Aqueles que lutaram em favor dos direitos humanos fizeram parte de um passado sombrio e difícil e pertencem a uma página da história brasileira admirada por todos. Assim, naquele momento, a defesa dos direitos humanos teve, essencialmente, um forte cunho político.

Depois da derrocada da ditadura (que já foi tarde), ainda prossegue a luta para que a repressão e a violação dos direitos humanos não caiam no esquecimento, assim como não se pode esquecer a herança sangrenta de mortes não esclarecidas e o desaparecimento de militantes de esquerda, cujas famílias buscam até hoje o direito de enterrar seus mortos.

Fora disso, os atuais defensores dos direitos humanos têm tomado uma rota distante daquela tão aplaudida dos tempos da ditadura.

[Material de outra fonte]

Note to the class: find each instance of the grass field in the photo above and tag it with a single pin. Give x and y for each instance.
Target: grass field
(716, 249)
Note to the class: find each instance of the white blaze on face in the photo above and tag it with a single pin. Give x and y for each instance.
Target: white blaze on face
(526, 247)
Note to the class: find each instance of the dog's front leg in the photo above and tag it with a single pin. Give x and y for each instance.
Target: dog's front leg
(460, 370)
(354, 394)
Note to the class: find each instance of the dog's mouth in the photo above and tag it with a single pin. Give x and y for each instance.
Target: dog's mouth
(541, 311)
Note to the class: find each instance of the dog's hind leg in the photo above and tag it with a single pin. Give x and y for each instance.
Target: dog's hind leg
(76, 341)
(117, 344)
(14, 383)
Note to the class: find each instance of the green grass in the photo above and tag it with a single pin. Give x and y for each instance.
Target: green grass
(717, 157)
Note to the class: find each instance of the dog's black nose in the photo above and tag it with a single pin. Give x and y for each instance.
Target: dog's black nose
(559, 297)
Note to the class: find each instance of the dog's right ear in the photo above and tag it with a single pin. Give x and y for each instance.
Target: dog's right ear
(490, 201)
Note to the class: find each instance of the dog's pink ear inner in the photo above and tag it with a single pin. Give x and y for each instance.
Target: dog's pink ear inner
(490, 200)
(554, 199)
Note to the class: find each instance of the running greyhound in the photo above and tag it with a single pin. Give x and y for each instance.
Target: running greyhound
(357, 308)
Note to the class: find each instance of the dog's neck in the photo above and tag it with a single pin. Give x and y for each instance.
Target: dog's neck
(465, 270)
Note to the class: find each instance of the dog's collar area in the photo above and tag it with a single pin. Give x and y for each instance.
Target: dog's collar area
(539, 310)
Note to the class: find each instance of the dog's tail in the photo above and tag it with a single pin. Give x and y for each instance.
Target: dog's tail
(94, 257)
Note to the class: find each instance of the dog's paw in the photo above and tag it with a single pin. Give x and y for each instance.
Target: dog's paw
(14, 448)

Sei que é um assunto melindroso, mas prossigo na mesma postura de defensor intransigente das ações em defesa dos direitos humanos, sem abdicar da minha posição crítica em relação aos movimentos da sociedade brasileira. Assim creio que é preciso, sem medo de parecer politicamente incorreto, fazer algumas reflexões sobre o que vem acontecendo no âmbito dos direitos humanos.

Em primeiro lugar, a política dos direitos humanos que antes era uma unanimidade nacional, hoje vem recebendo cada vez mais críticas e restrições, o que, para mim, é uma tragédia. Se houver uma pesquisa de opinião sobre o assunto, com certeza muitas respostas apontariam o descontentamento da população com esses direitos, bem na contramão da história.

Tenho ouvido, com tristeza, muita gente afirmar que a legislação atualmente ampara os direitos humanos que só beneficiam os contraventores. É isso mesmo? Parece que se estabeleceu nos nossos dias um embate legal e moral entre a bandidagem e os órgãos de segurança. Observa-se pelos fartos noticiários sobre casos de polícia, que quando há bandidos feridos ou mortos em confronto com os policiais, logo aparece uma entidade para averiguar se os procedimentos foram legais e corretos.

A impressão que fica, nem sempre verídica, é que as pessoas de bem não vem recebendo dessa entidade difusa chamada Direitos Humanos a mesma atenção que é dada aos bandidos capturados ou mortos. Muitas pessoas indagam onde estão os aplicadores dos direitos quando do cidadão de bem, um honesto pai de família, quando é assaltado, ferido ou morto, ou quando suas residências são invadidas e seus familiares sofrem sequestros, golpes financeiros e estupros entre outras violências.

Sei que, em qualquer parte do país, a sociedade vem sofrendo uma intensa ação de quadrilhas de bandidos, que não são mais pontuais. Até parece uma guerra civil, tantas são os ataques, como vem acontecendo em Campo Grande (MS). A bandidagem está organizada e funciona como empresa, constituindo-se num grande e lucrativo negócio, sem impostos nem encargos empregatícios que, de vez em quando, sofre algumas baixas quando a casa cai. Enquanto isso, a população ordeira e pagadora de impostos está sujeita aos prejuízos e perdas, até irreparáveis quando há violência, ficando à mercê da bandidagem e sentindo-se desprotegida e insegura. 

Por tudo isso há a impressão geral de que as pessoas de bem se encontram abandonadas e relegadas ao seu próprio destino, restando-lhes ficar prisioneiros em suas próprias casas, protegendo-se ilusoriamente com cercas elétricas, alarmes, carros blindados, cachorros e até seguranças particulares.

Creio que está na hora dos defensores e pregadores dos direitos humanos tomarem uma posição ostensiva e pública em favor desta grande parcela da sociedade que está, de fato, desamparada no seu direito de viver em paz e em segurança.